Montilla reunió esa noche a lo más granado de la ciudad en su casa señorial de la calle de La Factoría, donde malvivió el marqués de Valdehoyos y prosperó su marquesa con el contrabando de harina y el tráfico de negros. Se habían encendido luces de Pascua Florida en las casas principales, pero el general no se hacía ilusiones, pues sabía que en el Caribe cualquier causa de cualquier clase, hasta una muerte ilustre, podía ser el motivo de una parranda pública. Era una fiesta falsa, en efecto. Desde varios días atrás estaban circulando papeluchas infames, y el partido contrario había azuzado a sus pandillas para que apedrearan ventanas y se pelearan a palos con la policía. «Menos mal que ya no nos queda ni un vidrio que romper», dijo Montilla con su humor habitual, consciente de que la furia popular era más contra él que contra el general. Reforzó a los granaderos de la guardia con tropas locales, acordonó el sector, y prohibió que le contaran a su huésped el estado de guerra en que estaba la calle.

El conde de Raigecourt fue esa noche a decirle al general que el paquebote inglés estaba a la vista de los castillos de la Boca Chica, pero que él no se iba. La razón pública fue que no quería compartir la inmensidad del océano con un grupo de mujeres que viajaban apelotonadas en el único camarote. Pero la verdad era que a pesar del almuerzo mundano de Turbaco, a pesar de la aventura de la gallera, a pesar de tanto como el general había hecho para sobreponerse a las desgracias de su salud, el conde se daba cuenta de que no estaba en estado de emprender el viaje. Pensaba que tal vez su ánimo soportara la travesía, pero su cuerpo no, y se negaba a hacerle un favor a la muerte. Sin embargo, ni estas razones ni muchas otras valieron aquella noche para mudar la determinación del general.

Montilla no se dio por vencido. Despidió temprano a sus invitados para que el enfermo pudiera descansar, pero lo retuvo todavía un largo rato en el balcón interior, mientras una adolescente lánguida con una túnica de muselina casi invisible tocaba para ellos en el arpa siete romanzas de amor. Eran tan bellas, y estaban ejecutadas con tanta ternura, que los dos militares no tuvieron corazón para hablar mientras la brisa del mar no barrió del aire las últimas cenizas de la música. El general permaneció adormilado en el mecedor, flotando en las ondas del arpa, y de pronto se estremeció por dentro y cantó en voz muy baja, pero nítida y bien entonada, la letra completa de la última canción. Al final se volvió hacia la arpista murmurando una gratitud que le salió del alma, pero lo único que vio fue el arpa sola con una guirnalda de laureles marchitos. Entonces se acordó.
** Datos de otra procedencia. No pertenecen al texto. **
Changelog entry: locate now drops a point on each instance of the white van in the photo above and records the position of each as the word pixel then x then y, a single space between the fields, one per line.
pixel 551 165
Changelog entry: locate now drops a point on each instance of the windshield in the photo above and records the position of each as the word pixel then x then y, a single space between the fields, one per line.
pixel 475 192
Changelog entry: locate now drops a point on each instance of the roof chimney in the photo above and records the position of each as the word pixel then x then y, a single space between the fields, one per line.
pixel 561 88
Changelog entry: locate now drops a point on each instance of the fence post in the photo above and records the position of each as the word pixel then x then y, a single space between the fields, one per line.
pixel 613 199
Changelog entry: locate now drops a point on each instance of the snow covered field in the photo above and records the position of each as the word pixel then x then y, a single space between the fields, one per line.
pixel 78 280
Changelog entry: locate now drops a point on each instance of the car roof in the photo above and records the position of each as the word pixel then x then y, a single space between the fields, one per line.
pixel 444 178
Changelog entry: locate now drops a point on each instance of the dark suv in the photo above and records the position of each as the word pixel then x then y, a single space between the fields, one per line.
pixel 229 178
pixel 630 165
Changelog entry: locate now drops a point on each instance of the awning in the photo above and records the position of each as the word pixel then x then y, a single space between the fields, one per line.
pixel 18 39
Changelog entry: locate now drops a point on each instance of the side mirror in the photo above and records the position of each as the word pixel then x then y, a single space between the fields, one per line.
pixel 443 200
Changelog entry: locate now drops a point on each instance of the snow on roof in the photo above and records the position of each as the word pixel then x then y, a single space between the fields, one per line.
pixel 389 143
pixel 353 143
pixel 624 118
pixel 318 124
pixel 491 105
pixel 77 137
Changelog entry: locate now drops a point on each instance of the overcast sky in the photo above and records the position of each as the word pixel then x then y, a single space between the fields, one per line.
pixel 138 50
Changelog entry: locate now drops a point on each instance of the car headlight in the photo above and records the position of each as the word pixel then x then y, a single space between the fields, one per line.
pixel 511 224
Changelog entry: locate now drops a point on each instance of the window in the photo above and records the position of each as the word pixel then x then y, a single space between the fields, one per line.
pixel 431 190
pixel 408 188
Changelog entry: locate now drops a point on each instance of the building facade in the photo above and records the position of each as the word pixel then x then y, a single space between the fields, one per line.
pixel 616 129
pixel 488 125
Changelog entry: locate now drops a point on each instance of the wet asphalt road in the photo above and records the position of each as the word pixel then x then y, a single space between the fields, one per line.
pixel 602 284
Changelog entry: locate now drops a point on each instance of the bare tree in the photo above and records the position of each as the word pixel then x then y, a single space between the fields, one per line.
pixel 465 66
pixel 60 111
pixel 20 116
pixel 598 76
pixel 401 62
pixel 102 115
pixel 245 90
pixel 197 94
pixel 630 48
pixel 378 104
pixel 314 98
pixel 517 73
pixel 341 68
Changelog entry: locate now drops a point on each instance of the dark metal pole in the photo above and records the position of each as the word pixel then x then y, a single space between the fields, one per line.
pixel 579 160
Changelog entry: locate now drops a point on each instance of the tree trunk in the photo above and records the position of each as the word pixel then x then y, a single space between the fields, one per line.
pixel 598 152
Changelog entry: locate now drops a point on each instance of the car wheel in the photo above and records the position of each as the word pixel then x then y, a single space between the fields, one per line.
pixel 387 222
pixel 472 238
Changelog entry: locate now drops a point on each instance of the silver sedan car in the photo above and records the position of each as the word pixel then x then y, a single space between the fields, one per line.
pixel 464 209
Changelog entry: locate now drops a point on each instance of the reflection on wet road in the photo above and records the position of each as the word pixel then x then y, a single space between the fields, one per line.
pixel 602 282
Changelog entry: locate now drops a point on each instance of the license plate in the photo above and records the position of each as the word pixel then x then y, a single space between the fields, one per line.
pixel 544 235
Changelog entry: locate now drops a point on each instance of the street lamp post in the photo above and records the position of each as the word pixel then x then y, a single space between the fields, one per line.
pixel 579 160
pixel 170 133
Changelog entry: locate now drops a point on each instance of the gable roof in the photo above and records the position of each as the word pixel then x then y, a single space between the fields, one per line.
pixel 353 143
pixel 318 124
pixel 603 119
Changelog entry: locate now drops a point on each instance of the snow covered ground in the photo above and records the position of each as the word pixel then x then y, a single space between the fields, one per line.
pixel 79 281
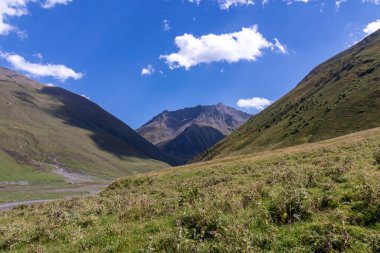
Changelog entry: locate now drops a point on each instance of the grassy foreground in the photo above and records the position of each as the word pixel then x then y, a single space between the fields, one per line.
pixel 322 197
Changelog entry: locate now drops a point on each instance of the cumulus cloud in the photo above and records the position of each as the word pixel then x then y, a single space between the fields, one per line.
pixel 51 3
pixel 372 1
pixel 372 27
pixel 226 4
pixel 59 72
pixel 254 103
pixel 147 71
pixel 247 44
pixel 166 25
pixel 86 97
pixel 338 3
pixel 11 8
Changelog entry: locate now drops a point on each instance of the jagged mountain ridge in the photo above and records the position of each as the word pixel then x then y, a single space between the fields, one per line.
pixel 187 132
pixel 51 124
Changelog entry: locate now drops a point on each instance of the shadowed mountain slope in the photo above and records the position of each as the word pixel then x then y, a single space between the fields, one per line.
pixel 50 124
pixel 338 97
pixel 187 132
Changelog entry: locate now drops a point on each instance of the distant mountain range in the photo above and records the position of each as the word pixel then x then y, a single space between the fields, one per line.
pixel 51 124
pixel 338 97
pixel 188 132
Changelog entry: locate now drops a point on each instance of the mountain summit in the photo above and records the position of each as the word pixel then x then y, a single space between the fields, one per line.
pixel 52 125
pixel 187 132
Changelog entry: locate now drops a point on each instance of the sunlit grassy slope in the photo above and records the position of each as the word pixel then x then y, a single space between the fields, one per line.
pixel 321 197
pixel 52 125
pixel 338 97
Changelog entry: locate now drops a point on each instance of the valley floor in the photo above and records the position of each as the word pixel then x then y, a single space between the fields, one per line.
pixel 60 183
pixel 321 197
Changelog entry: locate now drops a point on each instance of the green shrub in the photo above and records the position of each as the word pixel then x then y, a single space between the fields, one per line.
pixel 290 205
pixel 325 238
pixel 200 226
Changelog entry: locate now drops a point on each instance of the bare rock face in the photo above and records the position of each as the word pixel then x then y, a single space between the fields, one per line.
pixel 187 132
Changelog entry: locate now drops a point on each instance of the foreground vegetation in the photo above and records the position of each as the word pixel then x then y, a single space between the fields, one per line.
pixel 322 197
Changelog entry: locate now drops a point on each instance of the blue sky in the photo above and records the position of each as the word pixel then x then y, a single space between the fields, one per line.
pixel 137 58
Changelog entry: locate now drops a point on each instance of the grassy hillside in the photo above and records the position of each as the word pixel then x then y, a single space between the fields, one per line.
pixel 321 197
pixel 52 125
pixel 338 97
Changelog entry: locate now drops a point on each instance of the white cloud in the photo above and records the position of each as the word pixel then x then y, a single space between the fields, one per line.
pixel 279 46
pixel 226 4
pixel 86 97
pixel 372 27
pixel 254 103
pixel 51 3
pixel 296 1
pixel 147 71
pixel 338 3
pixel 39 56
pixel 11 8
pixel 372 1
pixel 166 25
pixel 59 72
pixel 247 44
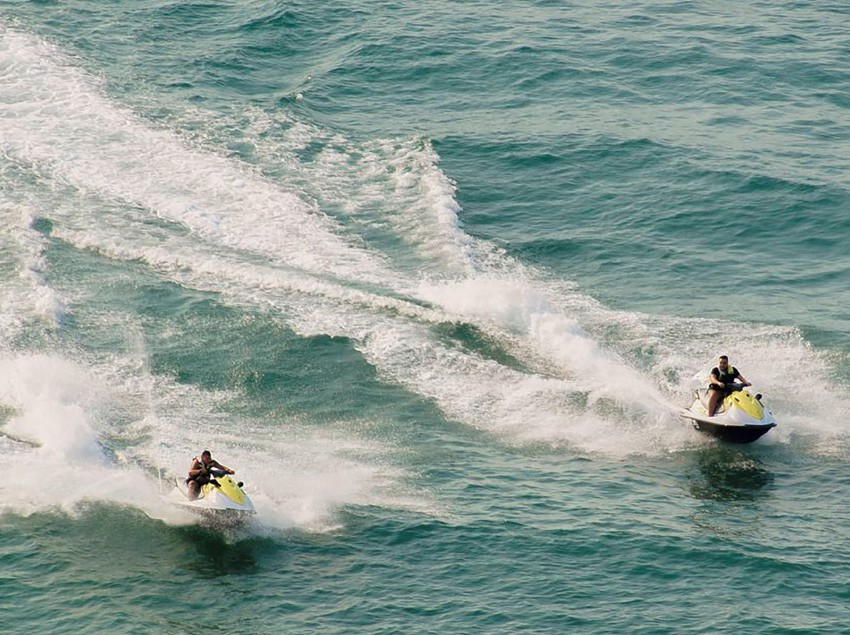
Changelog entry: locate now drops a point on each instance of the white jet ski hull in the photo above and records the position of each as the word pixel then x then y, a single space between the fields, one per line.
pixel 226 502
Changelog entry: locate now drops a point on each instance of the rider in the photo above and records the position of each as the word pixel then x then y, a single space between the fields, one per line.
pixel 200 473
pixel 723 377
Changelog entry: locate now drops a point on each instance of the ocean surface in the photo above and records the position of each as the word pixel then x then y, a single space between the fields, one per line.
pixel 435 279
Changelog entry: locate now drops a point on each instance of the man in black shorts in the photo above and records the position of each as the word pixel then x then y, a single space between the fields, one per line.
pixel 200 473
pixel 722 377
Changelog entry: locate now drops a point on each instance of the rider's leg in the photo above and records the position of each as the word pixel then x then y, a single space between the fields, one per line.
pixel 713 398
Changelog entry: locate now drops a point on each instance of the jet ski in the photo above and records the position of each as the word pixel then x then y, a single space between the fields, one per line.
pixel 221 500
pixel 740 418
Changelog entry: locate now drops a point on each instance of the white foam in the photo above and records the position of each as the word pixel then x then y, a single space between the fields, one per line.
pixel 262 245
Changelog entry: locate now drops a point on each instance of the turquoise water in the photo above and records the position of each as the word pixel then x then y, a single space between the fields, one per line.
pixel 434 279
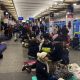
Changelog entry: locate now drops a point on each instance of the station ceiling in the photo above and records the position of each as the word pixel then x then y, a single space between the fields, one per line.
pixel 35 8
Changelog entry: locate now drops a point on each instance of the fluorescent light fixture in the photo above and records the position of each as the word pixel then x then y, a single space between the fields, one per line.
pixel 74 4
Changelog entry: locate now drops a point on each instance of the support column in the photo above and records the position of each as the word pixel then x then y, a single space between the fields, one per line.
pixel 51 19
pixel 69 20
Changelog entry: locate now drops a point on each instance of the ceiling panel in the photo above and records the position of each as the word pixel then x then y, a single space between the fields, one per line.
pixel 32 7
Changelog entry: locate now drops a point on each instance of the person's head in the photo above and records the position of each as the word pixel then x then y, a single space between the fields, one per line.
pixel 43 56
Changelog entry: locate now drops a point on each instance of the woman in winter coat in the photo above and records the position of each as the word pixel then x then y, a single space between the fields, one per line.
pixel 42 67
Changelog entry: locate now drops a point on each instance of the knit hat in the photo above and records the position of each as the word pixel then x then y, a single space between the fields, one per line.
pixel 41 55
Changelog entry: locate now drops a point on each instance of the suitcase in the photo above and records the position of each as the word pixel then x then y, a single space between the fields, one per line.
pixel 1 56
pixel 46 49
pixel 2 48
pixel 34 78
pixel 30 62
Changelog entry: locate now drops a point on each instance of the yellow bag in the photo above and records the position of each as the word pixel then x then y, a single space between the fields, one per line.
pixel 46 49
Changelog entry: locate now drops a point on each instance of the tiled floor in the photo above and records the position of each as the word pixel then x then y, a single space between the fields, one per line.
pixel 15 55
pixel 11 64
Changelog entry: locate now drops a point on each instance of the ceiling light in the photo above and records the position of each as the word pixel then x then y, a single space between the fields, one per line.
pixel 74 4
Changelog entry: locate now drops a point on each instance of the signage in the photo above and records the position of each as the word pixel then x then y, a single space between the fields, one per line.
pixel 20 18
pixel 31 19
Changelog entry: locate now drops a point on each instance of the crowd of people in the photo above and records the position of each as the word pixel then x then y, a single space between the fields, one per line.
pixel 48 46
pixel 48 49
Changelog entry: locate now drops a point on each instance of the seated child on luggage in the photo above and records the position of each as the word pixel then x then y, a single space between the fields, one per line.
pixel 33 47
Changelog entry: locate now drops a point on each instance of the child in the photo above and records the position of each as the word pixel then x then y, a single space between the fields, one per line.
pixel 33 47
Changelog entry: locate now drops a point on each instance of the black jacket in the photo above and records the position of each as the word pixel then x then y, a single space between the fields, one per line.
pixel 41 71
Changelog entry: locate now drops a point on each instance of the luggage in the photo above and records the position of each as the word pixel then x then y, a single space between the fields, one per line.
pixel 34 78
pixel 46 49
pixel 2 48
pixel 29 65
pixel 1 56
pixel 30 62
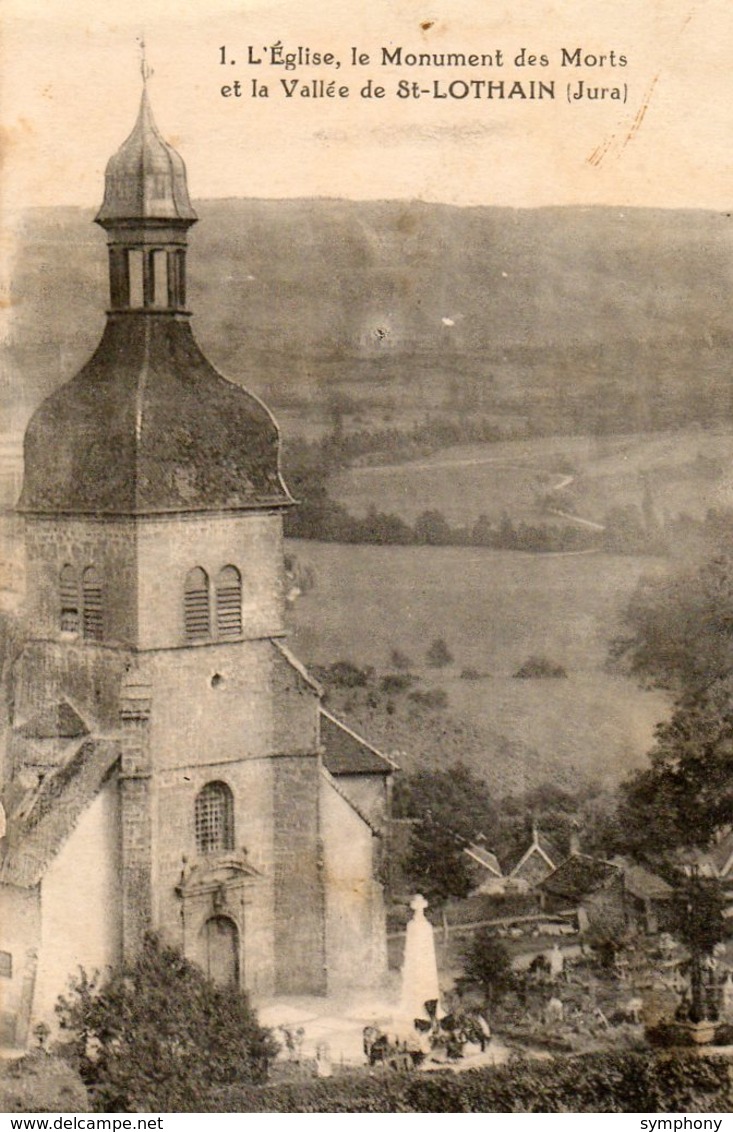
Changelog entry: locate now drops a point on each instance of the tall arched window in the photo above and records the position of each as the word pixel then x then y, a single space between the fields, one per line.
pixel 69 600
pixel 196 605
pixel 214 819
pixel 229 602
pixel 92 619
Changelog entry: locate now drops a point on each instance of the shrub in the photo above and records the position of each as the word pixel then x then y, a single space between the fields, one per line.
pixel 488 965
pixel 157 1035
pixel 433 697
pixel 540 668
pixel 343 674
pixel 473 674
pixel 396 682
pixel 602 1082
pixel 41 1083
pixel 439 654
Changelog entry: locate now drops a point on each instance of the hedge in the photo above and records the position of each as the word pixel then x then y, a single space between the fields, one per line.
pixel 601 1082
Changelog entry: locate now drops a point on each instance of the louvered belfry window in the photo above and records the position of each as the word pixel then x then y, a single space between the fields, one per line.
pixel 229 602
pixel 196 605
pixel 69 600
pixel 215 819
pixel 92 605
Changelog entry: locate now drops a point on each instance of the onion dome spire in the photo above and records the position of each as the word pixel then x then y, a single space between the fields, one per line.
pixel 148 426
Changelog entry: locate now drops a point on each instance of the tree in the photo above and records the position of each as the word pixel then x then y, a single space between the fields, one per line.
pixel 686 796
pixel 436 864
pixel 679 629
pixel 157 1035
pixel 451 808
pixel 488 965
pixel 439 654
pixel 698 923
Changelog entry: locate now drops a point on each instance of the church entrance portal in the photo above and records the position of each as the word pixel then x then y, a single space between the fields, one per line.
pixel 221 951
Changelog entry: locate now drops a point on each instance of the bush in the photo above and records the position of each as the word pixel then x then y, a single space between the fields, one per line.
pixel 343 674
pixel 540 668
pixel 434 699
pixel 602 1082
pixel 473 674
pixel 439 654
pixel 157 1035
pixel 488 965
pixel 396 682
pixel 41 1083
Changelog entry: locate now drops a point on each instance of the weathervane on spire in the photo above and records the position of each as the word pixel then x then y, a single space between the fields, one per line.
pixel 145 70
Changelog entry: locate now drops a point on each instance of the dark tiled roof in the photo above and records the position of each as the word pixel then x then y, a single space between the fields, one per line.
pixel 484 857
pixel 539 845
pixel 641 883
pixel 55 721
pixel 34 839
pixel 147 427
pixel 345 753
pixel 578 876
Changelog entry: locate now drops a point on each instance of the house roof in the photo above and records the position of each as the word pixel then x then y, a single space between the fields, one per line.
pixel 640 882
pixel 484 857
pixel 52 811
pixel 716 860
pixel 540 846
pixel 578 876
pixel 346 753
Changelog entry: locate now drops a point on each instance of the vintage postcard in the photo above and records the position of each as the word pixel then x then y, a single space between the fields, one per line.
pixel 365 533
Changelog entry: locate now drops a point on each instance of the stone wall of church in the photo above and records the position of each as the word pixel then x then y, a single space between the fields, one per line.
pixel 80 918
pixel 19 937
pixel 356 941
pixel 89 675
pixel 169 548
pixel 249 901
pixel 236 713
pixel 300 907
pixel 110 546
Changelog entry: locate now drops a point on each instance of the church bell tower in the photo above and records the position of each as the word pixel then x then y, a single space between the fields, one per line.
pixel 153 504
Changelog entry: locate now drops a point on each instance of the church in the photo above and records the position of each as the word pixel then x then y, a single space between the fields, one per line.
pixel 170 763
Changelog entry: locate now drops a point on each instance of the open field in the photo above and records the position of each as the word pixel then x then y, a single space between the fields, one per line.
pixel 494 609
pixel 681 472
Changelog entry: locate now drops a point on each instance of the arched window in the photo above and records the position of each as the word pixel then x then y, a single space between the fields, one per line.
pixel 92 619
pixel 214 819
pixel 69 600
pixel 196 605
pixel 229 602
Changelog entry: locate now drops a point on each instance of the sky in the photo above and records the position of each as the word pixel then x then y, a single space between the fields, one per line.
pixel 70 85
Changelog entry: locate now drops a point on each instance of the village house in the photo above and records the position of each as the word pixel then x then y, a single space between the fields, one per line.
pixel 608 897
pixel 170 764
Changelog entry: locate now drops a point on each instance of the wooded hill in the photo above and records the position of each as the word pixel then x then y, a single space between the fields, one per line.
pixel 571 319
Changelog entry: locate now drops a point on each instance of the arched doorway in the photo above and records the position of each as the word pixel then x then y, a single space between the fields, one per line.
pixel 221 951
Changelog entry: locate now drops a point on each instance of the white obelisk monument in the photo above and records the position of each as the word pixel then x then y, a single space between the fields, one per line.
pixel 420 968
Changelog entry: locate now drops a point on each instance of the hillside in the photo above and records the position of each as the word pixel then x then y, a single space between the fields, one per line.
pixel 574 319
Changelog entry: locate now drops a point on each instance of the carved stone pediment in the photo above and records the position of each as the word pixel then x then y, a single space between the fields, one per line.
pixel 210 874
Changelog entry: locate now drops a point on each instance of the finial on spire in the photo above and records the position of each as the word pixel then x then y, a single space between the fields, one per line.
pixel 145 70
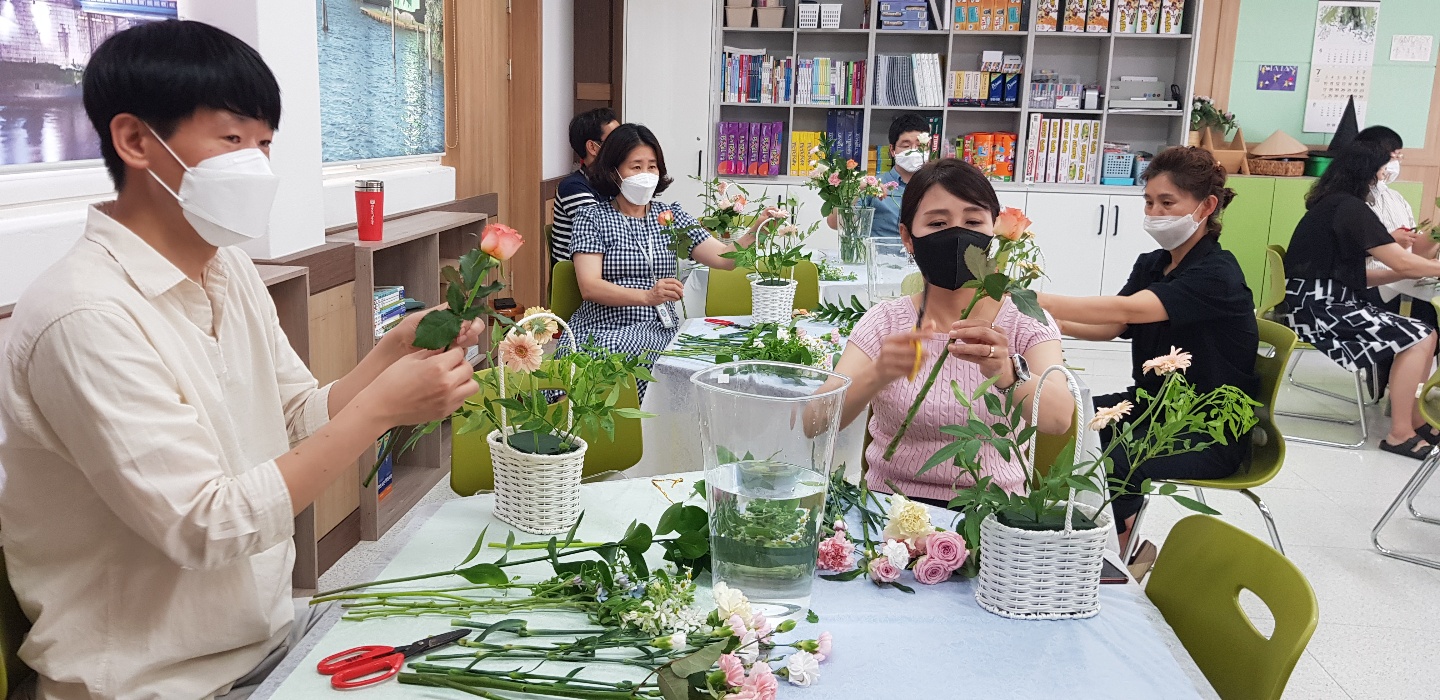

«Hay un hombre preso en Honda por homicidio justificado», dijo.

La risa de Montilla se anticipó a su propio chispazo:

«¿De qué color tiene los cuernos?»

El general lo pasó por alto, y le explicó el caso con todos sus detalles, salvo el antecedente personal con Miranda Lyndsay en Jamaica. Montilla tenía la solución fácil.

«Él debe pedir que lo trasladen para acá por razones de salud», dijo. «Una vez que esté aquí manejamos el indulto».

«¿Eso se puede?», preguntó el general.

«No se puede», dijo Montilla, «pero se hace».

El general cerró los ojos, ajeno al escándalo de los perros de la noche que se alborotaron de pronto, y Montilla pensó que había vuelto a dormirse. Al cabo de una reflexión profunda abrió los ojos otra vez y archivó el asunto.

«De acuerdo», dijo. «Pero yo no sé nada».

Sólo después se percató de los ladridos que se ensanchaban en ondas concéntricas desde el recinto amurallado hasta las ciénagas más remotas, donde había perros amaestrados en el arte de no ladrar para no delatar a sus dueños. El general Montilla le contó que estaban envenenando a los perros de la calle para impedir la propagación de la rabia. Sólo habían logrado capturar a dos de los niños mordidos en el barrio de los esclavos. Los otros, como siempre, habían sido escondidos por sus padres para que murieran bajo sus dioses, o-se los llevaban a los palenques de cimarrones en los pantanos de Marialabaja, adonde no alcanzaba el brazo del gobierno, para tratar de salvarlos con artes de culebreros.

El general no había intentado nunca suprimir aquellos ritos de la fatalidad, pero el envenenamiento de los perros le parecía indigno de la condición humana. Los amaba tanto como a los caballos y a las flores. Cuando se embarcó para Europa por primera vez se llevó una pareja de cachorros hasta Veracruz. Llevaba más de diez cuando atravesó los Andes desde los Llanos de Venezuela al frente de cuatrocientos llaneros descalzos para liberar la Nueva Granada y fundar la república de Colombia. En la guerra los llevó siempre. Nevado, el más célebre, que había estado con él desde sus primeras campañas y había derrotado solo a una brigada de veinte perros carniceros de los ejércitos españoles, fue muerto de un lanzazo en la primera batalla de Carabobo. En Lima, Manuela Sáenz tuvo más de los que podía atender, además de los numerosos animales de todo género que mantenía en la quinta de La Magdalena. Alguien le había dicho al general que cuando un perro moría había que remplazado de inmediato por otro igual con nombre igual para seguir creyendo que era el mismo. Él no estaba de acuerdo. Siempre los quiso distintos, para recordarlos a todos con su identidad propia, con el anhelo de sus ojos y la ansiedad de su aliento, y para que le dolieran sus muertes. La mala noche del 25 de septiembre hizo contar entre las víctimas del asalto a los dos sabuesos que degollaron los conjurados. Ahora, en el último viaje, llevaba los dos que le quedaban, además del tigrero de mala muerte que recogieron en el río. La noticia que le dio Montilla de que sólo en el primer día habían envenenado más de cincuenta perros, acabó de estropearle el estado de ánimo que le había dejado el arpa de amor.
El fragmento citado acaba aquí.